Like during the American gold rush in 1849, where Chinese merchants prospered while most prospectors went bust in search of striking gold, it appears that building viable, scalable businesses for Social Networking sites may still be an ancient Chinese secret for Westerners.

March 17, 2009

Social network blues

Filed under: Internet — Tags: , — Raja @ 8:23 am

It seems like challenges in monetizing social networks is hitting home.

They are expected to see slowed ad growth acording to a report from eMarketer.

Advertising-spending growth on social networks is going to take a major hit amid the recession and the sites’ continued struggle to develop effective ad models, according to a new report from research firm eMarketer.

The firm plans to release on Wednesday its revised projections for global ad spending on social networks. It forecasts an increase this year of 17%, to an estimated $2.3 billion. While any growth in the otherwise dismal ad market is a bright spot, the projection is just over half the 32% growth rate the research firm previously projected. In the U.S., ad spending on social networks is expected to increase 10.2%, reaching $1.3 billion this year.

There are rumours that there will be ’sizable’ layoffs coming to Myspace.

Pali Research analyst Rich Greenfield says “sizable layoffs” are coming to Fox Interactive. Mostly this has to do with Google being unlikely to renew its search deal with the News Corp. (NWS) property when it expires in 2010.

March 10, 2009

Monetizing the web

Enough has been written about the cratering advertising market and its impact on the survival of web 2.0 companies.

Eric Schmidt in his interview on Charlie Rose, made some interesting observations about monetizing web media.
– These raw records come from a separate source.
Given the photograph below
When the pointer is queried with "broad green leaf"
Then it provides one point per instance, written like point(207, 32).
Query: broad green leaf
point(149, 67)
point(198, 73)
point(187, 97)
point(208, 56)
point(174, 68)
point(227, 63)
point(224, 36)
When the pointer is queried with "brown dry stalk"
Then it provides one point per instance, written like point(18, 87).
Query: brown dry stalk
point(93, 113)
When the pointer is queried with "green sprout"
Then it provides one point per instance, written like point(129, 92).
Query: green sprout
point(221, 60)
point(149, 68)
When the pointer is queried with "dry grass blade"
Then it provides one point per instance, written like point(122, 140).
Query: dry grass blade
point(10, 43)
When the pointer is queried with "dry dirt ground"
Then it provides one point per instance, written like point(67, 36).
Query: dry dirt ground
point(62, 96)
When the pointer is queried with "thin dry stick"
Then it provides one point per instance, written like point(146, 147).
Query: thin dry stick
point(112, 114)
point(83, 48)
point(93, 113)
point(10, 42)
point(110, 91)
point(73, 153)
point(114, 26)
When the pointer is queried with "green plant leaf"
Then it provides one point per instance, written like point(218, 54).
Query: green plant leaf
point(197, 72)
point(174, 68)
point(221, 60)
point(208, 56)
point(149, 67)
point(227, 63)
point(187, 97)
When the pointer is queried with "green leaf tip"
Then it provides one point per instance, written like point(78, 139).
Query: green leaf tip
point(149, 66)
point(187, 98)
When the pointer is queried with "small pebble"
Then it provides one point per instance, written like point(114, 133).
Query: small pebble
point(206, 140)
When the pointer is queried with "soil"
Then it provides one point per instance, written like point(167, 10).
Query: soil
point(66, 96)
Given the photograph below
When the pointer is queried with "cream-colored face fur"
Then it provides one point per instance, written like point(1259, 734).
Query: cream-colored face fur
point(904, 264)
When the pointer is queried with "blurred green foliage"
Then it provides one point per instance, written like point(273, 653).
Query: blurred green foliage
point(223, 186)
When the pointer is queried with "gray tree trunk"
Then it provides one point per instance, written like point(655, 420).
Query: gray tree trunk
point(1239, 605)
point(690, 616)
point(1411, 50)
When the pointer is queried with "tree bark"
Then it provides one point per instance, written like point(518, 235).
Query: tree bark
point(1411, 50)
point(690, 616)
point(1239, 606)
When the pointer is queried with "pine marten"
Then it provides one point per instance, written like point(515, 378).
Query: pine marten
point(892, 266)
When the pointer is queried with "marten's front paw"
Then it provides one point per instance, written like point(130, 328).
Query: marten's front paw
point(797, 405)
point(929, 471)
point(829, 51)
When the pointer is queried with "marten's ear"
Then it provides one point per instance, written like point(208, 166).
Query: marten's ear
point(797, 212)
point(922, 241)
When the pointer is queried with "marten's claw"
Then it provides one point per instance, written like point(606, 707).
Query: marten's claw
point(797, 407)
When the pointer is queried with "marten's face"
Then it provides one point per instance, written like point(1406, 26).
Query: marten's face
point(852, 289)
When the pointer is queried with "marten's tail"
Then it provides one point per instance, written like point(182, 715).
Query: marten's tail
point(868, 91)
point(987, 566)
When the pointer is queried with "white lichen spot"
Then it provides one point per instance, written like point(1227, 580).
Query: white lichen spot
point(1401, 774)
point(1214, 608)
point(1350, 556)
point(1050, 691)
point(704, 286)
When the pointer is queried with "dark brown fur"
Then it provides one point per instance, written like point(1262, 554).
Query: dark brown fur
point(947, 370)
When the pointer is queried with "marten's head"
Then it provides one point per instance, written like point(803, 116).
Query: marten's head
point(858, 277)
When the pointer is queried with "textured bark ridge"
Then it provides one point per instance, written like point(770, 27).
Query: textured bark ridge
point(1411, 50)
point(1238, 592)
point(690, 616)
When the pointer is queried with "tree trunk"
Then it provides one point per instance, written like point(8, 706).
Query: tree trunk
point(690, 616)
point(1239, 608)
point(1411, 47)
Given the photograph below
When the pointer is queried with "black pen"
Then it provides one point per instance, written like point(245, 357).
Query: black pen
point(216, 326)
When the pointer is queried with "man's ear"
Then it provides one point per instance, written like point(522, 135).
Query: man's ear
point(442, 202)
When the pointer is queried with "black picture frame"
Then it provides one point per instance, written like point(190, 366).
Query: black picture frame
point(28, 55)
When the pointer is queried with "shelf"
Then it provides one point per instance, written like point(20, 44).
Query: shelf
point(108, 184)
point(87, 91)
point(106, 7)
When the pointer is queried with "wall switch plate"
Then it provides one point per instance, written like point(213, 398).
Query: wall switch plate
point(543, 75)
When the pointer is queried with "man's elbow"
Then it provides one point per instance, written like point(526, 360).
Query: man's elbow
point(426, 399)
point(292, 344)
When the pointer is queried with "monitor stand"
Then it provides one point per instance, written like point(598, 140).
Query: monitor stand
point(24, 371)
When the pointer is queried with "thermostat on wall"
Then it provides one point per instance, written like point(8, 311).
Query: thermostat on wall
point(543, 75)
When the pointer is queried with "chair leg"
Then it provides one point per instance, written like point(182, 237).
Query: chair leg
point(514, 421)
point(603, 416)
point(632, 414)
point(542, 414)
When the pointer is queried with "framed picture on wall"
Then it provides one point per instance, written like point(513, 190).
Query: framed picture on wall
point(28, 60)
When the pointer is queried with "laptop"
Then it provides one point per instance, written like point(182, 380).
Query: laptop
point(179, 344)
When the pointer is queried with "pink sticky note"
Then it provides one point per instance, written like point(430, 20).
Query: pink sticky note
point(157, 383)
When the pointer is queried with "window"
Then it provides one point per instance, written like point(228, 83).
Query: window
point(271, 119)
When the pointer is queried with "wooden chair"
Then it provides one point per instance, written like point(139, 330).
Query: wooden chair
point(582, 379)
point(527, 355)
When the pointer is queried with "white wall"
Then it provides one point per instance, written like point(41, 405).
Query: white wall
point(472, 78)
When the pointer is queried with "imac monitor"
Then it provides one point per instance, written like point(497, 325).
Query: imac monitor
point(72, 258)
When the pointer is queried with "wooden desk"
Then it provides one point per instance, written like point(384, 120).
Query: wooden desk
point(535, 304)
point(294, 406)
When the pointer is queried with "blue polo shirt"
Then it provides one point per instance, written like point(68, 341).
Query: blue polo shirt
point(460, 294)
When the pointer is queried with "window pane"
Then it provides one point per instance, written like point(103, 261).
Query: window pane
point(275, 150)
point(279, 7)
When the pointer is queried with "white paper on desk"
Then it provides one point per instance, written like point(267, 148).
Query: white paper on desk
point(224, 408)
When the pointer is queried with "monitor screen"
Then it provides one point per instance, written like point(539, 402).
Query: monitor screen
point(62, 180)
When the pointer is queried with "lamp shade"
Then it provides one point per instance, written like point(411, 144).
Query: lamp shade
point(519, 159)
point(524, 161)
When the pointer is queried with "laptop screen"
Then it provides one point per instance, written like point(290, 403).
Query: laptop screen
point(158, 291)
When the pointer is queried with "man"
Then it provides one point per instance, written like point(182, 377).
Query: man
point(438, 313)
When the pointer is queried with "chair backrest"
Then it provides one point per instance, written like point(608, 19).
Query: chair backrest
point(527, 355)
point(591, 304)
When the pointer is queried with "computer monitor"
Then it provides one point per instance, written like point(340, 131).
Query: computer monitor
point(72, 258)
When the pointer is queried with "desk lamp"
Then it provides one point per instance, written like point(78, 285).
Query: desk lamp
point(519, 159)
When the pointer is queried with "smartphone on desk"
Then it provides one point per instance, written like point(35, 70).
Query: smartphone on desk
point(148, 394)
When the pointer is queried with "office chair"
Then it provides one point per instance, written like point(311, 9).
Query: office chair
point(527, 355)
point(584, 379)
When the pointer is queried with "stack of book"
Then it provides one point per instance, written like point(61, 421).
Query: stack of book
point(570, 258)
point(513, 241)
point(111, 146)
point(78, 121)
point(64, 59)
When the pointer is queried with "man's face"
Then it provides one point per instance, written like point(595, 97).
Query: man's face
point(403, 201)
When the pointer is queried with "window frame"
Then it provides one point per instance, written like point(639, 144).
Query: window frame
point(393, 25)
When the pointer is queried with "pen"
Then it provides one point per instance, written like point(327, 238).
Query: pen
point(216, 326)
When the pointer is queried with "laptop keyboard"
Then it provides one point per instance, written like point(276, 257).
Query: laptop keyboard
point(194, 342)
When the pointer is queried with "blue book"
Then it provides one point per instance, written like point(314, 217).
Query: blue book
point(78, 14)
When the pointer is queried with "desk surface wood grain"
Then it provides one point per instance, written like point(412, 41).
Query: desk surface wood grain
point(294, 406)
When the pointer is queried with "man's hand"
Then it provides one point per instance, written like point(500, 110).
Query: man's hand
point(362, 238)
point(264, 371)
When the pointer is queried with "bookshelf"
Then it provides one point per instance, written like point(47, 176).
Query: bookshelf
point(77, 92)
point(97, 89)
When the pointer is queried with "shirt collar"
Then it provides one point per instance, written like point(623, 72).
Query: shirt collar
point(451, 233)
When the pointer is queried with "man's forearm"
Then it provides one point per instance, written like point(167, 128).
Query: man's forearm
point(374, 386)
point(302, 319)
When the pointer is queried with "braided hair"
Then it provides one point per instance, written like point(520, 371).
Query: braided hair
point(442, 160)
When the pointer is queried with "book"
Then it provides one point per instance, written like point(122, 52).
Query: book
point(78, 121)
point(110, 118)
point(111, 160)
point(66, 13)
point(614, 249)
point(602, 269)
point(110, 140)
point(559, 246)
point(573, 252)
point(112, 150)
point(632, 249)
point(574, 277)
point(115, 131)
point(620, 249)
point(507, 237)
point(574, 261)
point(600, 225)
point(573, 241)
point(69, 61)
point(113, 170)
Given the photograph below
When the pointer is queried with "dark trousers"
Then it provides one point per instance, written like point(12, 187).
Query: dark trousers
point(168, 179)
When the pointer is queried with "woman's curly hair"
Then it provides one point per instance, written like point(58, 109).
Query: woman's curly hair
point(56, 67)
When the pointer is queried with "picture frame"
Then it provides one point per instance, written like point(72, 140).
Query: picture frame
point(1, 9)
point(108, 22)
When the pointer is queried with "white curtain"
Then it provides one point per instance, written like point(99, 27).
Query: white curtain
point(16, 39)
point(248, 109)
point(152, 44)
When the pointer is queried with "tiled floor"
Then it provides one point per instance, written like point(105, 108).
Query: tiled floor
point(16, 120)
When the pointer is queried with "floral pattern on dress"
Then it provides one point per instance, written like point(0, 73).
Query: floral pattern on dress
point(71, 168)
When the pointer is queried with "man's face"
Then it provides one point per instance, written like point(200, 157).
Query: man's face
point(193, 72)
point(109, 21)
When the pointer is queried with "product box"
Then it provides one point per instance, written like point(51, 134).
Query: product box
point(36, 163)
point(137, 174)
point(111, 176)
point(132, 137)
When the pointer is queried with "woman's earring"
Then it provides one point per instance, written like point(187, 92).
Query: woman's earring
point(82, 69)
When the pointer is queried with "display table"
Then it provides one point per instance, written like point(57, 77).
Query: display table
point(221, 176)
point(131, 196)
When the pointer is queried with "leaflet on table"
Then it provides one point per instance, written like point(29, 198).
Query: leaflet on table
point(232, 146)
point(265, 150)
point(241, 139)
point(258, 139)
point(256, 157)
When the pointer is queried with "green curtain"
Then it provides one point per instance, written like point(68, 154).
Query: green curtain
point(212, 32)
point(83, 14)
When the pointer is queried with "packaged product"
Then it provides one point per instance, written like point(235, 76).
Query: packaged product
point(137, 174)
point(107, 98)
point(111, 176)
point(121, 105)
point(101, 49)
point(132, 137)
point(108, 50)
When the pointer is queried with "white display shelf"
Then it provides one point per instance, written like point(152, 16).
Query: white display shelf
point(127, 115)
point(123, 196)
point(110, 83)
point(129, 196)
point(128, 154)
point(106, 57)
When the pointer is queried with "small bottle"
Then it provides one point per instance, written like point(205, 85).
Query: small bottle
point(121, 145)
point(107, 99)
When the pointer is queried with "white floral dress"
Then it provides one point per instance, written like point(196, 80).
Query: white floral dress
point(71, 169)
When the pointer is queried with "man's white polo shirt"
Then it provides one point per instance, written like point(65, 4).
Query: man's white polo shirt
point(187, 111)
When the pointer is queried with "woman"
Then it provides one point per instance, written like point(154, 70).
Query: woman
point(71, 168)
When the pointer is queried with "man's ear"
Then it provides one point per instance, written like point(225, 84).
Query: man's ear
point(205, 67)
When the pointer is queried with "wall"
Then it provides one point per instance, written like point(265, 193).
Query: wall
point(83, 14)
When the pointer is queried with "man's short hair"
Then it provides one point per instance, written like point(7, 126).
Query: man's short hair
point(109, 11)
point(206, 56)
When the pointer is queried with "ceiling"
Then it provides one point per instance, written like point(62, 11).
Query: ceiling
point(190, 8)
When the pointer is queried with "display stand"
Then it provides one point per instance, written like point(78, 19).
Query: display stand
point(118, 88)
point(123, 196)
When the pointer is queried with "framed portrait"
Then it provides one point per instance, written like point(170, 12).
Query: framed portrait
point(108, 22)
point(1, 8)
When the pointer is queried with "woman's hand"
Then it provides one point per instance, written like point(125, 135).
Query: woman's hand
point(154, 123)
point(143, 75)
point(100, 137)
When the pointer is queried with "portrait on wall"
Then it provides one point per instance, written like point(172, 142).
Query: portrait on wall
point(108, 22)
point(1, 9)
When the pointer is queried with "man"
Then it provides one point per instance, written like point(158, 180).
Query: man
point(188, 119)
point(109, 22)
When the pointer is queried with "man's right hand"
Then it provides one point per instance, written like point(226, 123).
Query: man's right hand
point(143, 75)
He said advertising works well for sites that have say 20B of uniques. He suggests micro payments as a viable model for sites that have say 20M uniques and subscription model for niche sites that have even fewer users.

Today Bill Gurley, a VC at benchmark capital, wrote an interesting post on monetizing the social networks. He thinks social networking sites such as facebook and myspace should take a look at chinese IM company called tencent for how to better monetize their users. He thinks that the secret to cracking the code on monetizing social networks lies in digital goods (micro payments) and casual games (subscriptions).

The takeaways are quite straightforward.  The amount of advertising revenue on an adjusted basis at TenCent ($2.08) is quite similar to Facebook ($2.44) and MySpace ($5.85) (some may wonder why MySpace ad revenue per user is higher than Facebook – many believe they are more aggressive with ad placement and insertion).  The key difference in this comparison is obviously the revenue TenCent generates with business models that are largely absent on both Facebook and MySpace — digital items and casual game revenue.  For every $2 of adjusted advertising revenue TenCent has per user per year, they generate $17 in other revenue streams.  Benchmark Capital has invested in two private companies in the social/virtual world space – SecondLife and Gaia Online.  In both cases, the company revenues are significant, and in both cases advertising is not the leading business model.

I think Eric Schmidt and Bill Gurley may be on to something.